Недалеко от Устера мы объехали кругом холма, который где-нибудь в саду мог представлять большую гору: это — куча каменьев, поросших кустарниками, в которых, говорят, много змей, оттого она и называется Шлянгенхель, то есть Змеиная горка. Вообще колония изобилует змеями; между ними много ядовитых и, между прочим, известная кобра-капелла. В Стелленбоше Ферстфельд сказывал нам, что, за несколько дней перед нами, восьмилетняя девочка сунула руку в нору ящерицы, как казалось ей, но оттуда выскочила очковая змея и ужалила ее. Девочка чрез полчаса умерла. На мызе Клейнберг говорили, что в окрестностях водится большая, желтая, толстая змея, которая, нападая на кого-нибудь, становится будто на хвост и перекидывается назад.
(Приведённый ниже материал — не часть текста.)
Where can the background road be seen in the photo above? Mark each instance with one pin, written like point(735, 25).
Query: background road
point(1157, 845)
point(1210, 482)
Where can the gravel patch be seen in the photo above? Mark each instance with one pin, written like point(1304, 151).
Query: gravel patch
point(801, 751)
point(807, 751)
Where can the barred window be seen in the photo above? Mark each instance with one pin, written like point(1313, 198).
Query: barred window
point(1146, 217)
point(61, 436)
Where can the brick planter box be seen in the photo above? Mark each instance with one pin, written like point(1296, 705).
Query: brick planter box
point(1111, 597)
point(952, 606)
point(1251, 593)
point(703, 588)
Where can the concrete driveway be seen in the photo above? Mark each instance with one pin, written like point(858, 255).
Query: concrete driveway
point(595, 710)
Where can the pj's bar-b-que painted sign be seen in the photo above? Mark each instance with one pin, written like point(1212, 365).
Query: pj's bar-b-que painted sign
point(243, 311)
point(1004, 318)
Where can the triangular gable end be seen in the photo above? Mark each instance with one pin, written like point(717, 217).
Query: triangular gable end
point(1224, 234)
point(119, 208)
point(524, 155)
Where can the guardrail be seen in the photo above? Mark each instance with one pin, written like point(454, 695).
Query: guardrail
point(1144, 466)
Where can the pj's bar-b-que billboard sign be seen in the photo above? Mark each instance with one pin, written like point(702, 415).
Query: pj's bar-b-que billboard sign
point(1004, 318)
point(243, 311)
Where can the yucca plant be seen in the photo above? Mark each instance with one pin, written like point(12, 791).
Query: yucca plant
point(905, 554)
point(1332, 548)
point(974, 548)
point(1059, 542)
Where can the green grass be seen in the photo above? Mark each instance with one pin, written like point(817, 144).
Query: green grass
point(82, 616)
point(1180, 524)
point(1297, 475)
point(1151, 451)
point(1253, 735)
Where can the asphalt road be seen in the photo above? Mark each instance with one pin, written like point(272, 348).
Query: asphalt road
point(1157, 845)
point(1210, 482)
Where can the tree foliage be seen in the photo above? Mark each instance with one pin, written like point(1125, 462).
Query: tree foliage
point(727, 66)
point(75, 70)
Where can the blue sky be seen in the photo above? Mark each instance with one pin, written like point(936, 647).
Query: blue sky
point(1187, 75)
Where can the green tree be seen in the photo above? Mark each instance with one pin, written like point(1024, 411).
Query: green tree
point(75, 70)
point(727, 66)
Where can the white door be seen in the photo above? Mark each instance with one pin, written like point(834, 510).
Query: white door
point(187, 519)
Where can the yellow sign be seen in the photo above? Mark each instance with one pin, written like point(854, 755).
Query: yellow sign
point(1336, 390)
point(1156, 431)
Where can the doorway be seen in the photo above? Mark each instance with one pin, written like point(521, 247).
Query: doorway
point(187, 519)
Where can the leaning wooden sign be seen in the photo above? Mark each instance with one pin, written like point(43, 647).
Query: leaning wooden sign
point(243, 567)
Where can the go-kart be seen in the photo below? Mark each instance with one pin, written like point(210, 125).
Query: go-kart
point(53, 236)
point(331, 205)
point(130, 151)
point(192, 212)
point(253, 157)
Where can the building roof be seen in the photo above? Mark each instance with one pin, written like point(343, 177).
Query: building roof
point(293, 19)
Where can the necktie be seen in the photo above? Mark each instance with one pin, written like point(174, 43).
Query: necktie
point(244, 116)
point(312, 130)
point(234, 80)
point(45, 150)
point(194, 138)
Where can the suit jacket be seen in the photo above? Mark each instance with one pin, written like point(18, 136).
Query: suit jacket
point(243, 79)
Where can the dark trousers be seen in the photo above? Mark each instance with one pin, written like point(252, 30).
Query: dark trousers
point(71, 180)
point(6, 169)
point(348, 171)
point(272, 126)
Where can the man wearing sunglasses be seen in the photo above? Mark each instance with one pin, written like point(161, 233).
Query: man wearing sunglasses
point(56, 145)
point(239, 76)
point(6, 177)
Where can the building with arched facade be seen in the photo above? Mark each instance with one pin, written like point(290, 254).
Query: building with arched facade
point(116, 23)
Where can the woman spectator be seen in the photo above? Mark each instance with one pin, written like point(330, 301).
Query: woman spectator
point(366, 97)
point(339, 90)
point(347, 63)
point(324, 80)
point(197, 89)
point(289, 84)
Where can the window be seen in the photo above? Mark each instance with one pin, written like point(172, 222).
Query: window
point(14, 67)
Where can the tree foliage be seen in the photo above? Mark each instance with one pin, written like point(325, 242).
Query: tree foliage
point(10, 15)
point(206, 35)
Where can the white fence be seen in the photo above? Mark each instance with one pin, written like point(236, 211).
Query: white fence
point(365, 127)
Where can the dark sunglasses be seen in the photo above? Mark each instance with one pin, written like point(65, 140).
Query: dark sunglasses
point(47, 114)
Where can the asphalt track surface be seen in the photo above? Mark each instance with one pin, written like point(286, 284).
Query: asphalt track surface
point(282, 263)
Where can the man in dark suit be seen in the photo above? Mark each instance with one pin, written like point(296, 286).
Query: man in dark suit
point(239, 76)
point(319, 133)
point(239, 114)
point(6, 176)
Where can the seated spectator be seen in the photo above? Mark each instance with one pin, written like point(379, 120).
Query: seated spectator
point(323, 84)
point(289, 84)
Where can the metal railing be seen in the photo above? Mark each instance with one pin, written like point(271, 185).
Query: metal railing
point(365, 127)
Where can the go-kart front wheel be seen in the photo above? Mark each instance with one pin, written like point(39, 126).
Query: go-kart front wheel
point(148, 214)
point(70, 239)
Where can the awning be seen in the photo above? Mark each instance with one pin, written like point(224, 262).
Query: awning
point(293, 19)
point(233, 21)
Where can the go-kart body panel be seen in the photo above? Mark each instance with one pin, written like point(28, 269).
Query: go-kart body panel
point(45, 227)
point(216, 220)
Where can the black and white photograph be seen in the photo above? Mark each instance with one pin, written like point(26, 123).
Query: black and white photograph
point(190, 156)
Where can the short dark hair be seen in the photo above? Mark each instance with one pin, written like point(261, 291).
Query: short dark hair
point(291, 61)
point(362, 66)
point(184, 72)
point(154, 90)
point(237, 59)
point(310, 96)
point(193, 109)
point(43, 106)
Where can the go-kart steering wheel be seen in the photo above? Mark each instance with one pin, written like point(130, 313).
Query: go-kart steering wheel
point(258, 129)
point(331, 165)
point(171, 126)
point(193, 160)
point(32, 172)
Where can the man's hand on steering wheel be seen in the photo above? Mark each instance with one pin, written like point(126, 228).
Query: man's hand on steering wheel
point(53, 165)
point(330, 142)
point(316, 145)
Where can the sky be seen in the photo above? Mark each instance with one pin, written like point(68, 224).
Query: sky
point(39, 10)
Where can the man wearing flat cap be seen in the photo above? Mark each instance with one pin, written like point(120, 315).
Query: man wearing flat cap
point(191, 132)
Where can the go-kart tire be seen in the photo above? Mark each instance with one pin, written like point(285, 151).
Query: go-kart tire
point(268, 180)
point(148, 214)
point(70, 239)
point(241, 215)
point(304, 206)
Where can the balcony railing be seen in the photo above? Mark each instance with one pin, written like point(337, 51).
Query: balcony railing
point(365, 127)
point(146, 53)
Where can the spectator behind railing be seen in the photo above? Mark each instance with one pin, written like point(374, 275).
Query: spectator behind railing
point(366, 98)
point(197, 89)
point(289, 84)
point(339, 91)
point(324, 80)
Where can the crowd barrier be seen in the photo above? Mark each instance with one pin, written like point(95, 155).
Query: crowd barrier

Совсем стемнело, когда мы стали подъезжать к Устеру. Дорога ужасная: пески, каменья, беспрестанные ямы. Иногда мы получали такие толчки, что экипаж откидывало в сторону. Темнота адская; мы не видели, куда ехали: перед глазами стояла как будто стена. Лошади бежали чуть-чуть заметной рысью. «Как бы в овраг не свалиться», — говорили мы. «Нет, не свалимся, — отвечал Вандик, — на камень, может быть, попадем не раз, и в рытвину колесо заедет, но в овраг не свалимся: одна из передних лошадей куплена мною недели две назад в Устере: она знает дорогу». — «Да вот, въезжаем, вот здания какие-то!» — сказал барон. В самом деле, мы поравнялись с какими-то темными массами, которые барон принял за домы; но это оказались деревья. Мы продолжали трястись и пробирались ощупью. Через четверть часа Зеленый сказал: «Вот теперь так приехали: я вижу белую стену неподалеку». «Это Устер?» — спросили Ван-дика. «Нет, это ферма, — сказал он, — от нее еще мили четыре до Устера». Ах, какое наказание! Местами мы проезжали большие пространства булыжника: это значит ехали по высохшему руслу реки. Колеса так визжали в каменьях, что нельзя было разговаривать. Мы еще несколько раз ошиблись, принимая то кусты, то ближайшие холмы за городские здания. Потом нам надоело и ехать и ошибаться: мы соскучились и сидели молча, только хватались за бока, когда получали толчок. Наконец, через добрый час езды от фермы, Вандик вдруг остановил лошадей и спросил кого-то и что-то по-голландски. Ему крикнуло в ответ голосов двадцать. «Что это? где мы?» — спрашиваем Вандика. «В городе, — отвечал он, — да вот не вижу улицы, не знаю, как проехать к отелю». Я напряг зрение в темноте и отличил силуэты темных фигур, которые стояли около нашего экипажа. «Что это за народ?» — «Black people», — отвечал Вандик, пуская лошадей дальше. Вдруг черные что-то дружно крикнули нам вслед, лошади испугались и сильно дернули вперед. «Аппл!» — закричал Вандик и, обратясь, тоже что-то крикнул черным. Показались огни, и мы уже свободно мчались по широкой, бесконечной улице, с низенькими домами по обеим сторонам, и остановились у ярко освещенного отеля, в конце города.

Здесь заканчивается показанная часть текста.